Last fall, I included DMX in a post predicting the success or failures or various rappers’ comebacks. I initially thought he was going to fail because I thought he could not overcome his demons. A while later, I heard a few songs he’d recorded since returning from prison and was cautiously optimistic about a new album. Well, Undisputed has arrived. Was I right the first time or the second? Read on to find out.
As I’ve said before, it is hard to separate an artist from their art. This is especially true with someone like DMX, who is very personal in his raps. Here, that proves to be a good thing. DMX’s soul-baring makes Undisputed a worthy album. He’s not saying anything new here, but he sounds fresh for two reasons: six years off has allowed for him to collect himself and become focused, and his music is so unlike much of today’s hip-hop.
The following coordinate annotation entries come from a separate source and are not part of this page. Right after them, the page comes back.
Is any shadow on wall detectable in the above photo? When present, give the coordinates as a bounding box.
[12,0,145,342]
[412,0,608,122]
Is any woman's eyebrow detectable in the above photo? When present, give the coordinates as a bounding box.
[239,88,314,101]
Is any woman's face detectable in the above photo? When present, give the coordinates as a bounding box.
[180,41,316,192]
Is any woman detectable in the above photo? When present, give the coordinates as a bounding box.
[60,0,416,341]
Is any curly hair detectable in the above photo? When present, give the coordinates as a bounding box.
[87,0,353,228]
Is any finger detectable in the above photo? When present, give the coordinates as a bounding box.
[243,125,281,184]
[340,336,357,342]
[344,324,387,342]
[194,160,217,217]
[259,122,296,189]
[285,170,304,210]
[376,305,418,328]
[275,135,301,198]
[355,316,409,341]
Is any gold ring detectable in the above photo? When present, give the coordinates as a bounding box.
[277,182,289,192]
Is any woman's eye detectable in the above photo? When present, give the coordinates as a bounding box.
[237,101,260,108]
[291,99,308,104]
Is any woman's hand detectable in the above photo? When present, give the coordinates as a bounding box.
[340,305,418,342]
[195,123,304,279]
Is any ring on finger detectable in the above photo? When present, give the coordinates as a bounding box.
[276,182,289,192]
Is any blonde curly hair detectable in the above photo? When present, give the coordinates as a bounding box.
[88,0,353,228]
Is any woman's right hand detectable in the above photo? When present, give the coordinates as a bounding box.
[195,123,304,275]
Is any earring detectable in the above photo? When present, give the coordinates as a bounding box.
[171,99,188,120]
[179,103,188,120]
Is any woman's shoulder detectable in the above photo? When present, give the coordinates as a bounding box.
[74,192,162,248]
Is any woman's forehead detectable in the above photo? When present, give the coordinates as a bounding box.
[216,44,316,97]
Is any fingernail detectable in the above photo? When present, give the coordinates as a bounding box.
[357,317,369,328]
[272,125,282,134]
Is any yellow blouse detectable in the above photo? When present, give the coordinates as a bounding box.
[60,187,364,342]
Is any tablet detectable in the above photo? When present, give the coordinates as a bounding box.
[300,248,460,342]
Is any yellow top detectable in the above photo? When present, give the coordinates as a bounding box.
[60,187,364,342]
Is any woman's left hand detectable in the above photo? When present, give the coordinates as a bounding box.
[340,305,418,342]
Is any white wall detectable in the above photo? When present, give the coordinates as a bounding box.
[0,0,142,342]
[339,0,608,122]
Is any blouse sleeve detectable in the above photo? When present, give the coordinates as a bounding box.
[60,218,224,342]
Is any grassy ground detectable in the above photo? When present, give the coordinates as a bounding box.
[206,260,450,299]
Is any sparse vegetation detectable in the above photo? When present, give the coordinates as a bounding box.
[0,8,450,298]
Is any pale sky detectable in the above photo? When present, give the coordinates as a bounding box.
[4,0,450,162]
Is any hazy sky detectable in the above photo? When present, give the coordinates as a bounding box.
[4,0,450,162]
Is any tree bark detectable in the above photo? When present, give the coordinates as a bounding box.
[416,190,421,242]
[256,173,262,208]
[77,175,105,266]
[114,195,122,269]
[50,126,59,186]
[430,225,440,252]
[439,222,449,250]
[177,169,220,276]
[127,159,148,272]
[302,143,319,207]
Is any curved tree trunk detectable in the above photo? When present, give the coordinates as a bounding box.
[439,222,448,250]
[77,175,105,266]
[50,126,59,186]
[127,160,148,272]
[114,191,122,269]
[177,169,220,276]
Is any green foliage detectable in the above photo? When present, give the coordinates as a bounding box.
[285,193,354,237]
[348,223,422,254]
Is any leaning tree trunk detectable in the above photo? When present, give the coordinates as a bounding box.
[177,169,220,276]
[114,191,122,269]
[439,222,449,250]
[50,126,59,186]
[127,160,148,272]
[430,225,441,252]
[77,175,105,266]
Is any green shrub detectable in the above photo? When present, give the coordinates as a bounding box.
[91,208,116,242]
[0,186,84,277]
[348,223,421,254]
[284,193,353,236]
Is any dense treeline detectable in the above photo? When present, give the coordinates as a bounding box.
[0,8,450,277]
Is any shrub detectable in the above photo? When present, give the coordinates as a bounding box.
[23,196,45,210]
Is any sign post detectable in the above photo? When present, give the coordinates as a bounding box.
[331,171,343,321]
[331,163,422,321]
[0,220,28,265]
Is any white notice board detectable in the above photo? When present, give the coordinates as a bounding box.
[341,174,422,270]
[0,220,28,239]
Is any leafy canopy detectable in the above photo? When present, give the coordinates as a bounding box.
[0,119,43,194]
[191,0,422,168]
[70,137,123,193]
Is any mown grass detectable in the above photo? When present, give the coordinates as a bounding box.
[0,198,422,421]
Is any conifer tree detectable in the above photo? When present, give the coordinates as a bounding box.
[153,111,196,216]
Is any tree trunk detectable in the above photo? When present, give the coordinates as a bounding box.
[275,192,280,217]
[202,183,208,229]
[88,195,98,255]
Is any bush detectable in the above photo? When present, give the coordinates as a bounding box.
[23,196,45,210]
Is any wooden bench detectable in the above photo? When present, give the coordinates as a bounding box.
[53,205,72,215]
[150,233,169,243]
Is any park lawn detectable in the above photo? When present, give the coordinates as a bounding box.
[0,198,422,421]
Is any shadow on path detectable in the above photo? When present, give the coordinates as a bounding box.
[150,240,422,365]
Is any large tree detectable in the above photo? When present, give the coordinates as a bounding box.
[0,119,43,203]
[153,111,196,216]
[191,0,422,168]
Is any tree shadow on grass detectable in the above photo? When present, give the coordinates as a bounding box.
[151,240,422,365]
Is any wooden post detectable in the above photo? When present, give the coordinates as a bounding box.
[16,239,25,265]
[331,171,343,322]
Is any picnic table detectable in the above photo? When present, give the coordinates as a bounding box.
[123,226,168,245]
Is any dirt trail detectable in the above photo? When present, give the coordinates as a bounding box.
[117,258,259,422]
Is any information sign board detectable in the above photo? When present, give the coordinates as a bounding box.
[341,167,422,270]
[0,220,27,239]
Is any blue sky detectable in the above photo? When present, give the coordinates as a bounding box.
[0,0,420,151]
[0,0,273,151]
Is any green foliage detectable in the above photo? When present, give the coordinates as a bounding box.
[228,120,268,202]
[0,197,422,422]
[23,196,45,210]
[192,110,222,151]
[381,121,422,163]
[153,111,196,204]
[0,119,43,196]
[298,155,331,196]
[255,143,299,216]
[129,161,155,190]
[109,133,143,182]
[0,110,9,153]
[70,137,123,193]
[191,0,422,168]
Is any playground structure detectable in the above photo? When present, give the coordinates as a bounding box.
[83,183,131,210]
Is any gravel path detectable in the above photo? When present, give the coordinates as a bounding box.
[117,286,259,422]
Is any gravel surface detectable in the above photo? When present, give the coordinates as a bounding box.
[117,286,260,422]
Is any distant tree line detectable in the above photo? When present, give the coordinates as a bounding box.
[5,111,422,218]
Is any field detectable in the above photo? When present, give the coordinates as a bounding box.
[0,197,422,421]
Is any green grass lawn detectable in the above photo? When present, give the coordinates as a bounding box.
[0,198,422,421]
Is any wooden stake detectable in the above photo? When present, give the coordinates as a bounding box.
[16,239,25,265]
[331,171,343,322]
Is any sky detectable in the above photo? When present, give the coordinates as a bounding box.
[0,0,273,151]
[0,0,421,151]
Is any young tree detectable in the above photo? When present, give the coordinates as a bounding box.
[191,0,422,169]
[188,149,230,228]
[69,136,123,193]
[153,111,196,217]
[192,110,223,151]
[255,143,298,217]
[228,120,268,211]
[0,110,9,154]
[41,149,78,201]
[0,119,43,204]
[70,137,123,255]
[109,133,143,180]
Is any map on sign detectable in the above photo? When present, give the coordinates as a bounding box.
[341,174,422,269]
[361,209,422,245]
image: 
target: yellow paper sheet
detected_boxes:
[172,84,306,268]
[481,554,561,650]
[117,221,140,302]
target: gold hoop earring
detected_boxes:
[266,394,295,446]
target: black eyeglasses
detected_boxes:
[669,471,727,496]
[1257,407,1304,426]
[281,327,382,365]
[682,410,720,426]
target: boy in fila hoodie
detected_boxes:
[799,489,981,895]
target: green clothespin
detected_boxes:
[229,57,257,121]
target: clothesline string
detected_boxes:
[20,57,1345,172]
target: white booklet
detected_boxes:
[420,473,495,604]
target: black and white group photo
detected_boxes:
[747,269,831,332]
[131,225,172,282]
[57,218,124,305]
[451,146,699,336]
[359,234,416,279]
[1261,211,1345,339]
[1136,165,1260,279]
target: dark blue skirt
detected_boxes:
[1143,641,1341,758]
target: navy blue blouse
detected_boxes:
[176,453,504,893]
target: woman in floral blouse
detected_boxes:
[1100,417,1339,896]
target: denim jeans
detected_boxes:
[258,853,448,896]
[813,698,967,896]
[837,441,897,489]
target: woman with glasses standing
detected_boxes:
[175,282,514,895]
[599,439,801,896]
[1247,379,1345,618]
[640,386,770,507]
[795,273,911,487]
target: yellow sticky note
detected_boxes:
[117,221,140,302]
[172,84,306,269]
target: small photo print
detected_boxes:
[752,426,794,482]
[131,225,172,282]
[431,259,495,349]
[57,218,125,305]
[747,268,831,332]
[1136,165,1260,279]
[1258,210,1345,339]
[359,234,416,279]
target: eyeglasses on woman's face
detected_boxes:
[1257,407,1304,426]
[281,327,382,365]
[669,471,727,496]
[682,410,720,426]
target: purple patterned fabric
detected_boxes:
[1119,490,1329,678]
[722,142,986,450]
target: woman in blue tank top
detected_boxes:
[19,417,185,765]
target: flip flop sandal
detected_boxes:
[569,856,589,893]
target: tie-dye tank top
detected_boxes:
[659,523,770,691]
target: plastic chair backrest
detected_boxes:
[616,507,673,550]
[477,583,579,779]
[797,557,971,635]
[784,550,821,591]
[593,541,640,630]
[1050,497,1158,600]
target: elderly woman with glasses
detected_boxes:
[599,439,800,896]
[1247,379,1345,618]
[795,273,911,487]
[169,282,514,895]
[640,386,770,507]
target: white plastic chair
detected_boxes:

Technically, DMX’s mic skills are sharp as ever. He rhymes intensely on every song (and yes, those growls and ad-libs are still there). Not unlike 2Pac, X is able to sound convincingly hard and convincingly vulnerable on the same song. “Head Up” and “I Get Scared” are prime examples of this. At times, the dualities detract from one another, but more often than not DMX’s personality and track presence are intriguing.
There is nothing new here. DMX is still battling his demons, still looking to God for answers and support, and still making energetic, violent threats at anonymous foes. Sometimes, X’s more violent songs sound worn-out because he’s been down that road so many times before. Usually though, he has enough oomph to make any track interesting. What holds these familiar themes together and lifts them above a tired formula is the production. It is at times dark, up-tempo, and classic X, so it should be no surprise that Swizz Beatz contributed to this album. Swizz does a solid job with “What They Don’t Know,” and “Y’all Don’t Really Know,” but the production is best on the Dame Grease-and-Snaz-produced “Cold World.” The haunting piano keys are the perfect backdrop to X’s chilling rhymes. Other slower production, such as on the worthy sequel to “Slippin’,” “Slippin’ Again,” works well with DMX’s themes of darkness and redemption.
X holds down this album mostly by himself. Strong vocals from various singers on the hooks and a dope verse from MGK on “I Don’t Dance” complement X, but don’t upstage him. This is Earl Simmons’ moment, and he makes the most of it. This album is worth it because it is a strong, honest body of work by a man who, through all his struggles, is still undisputedly a good rapper.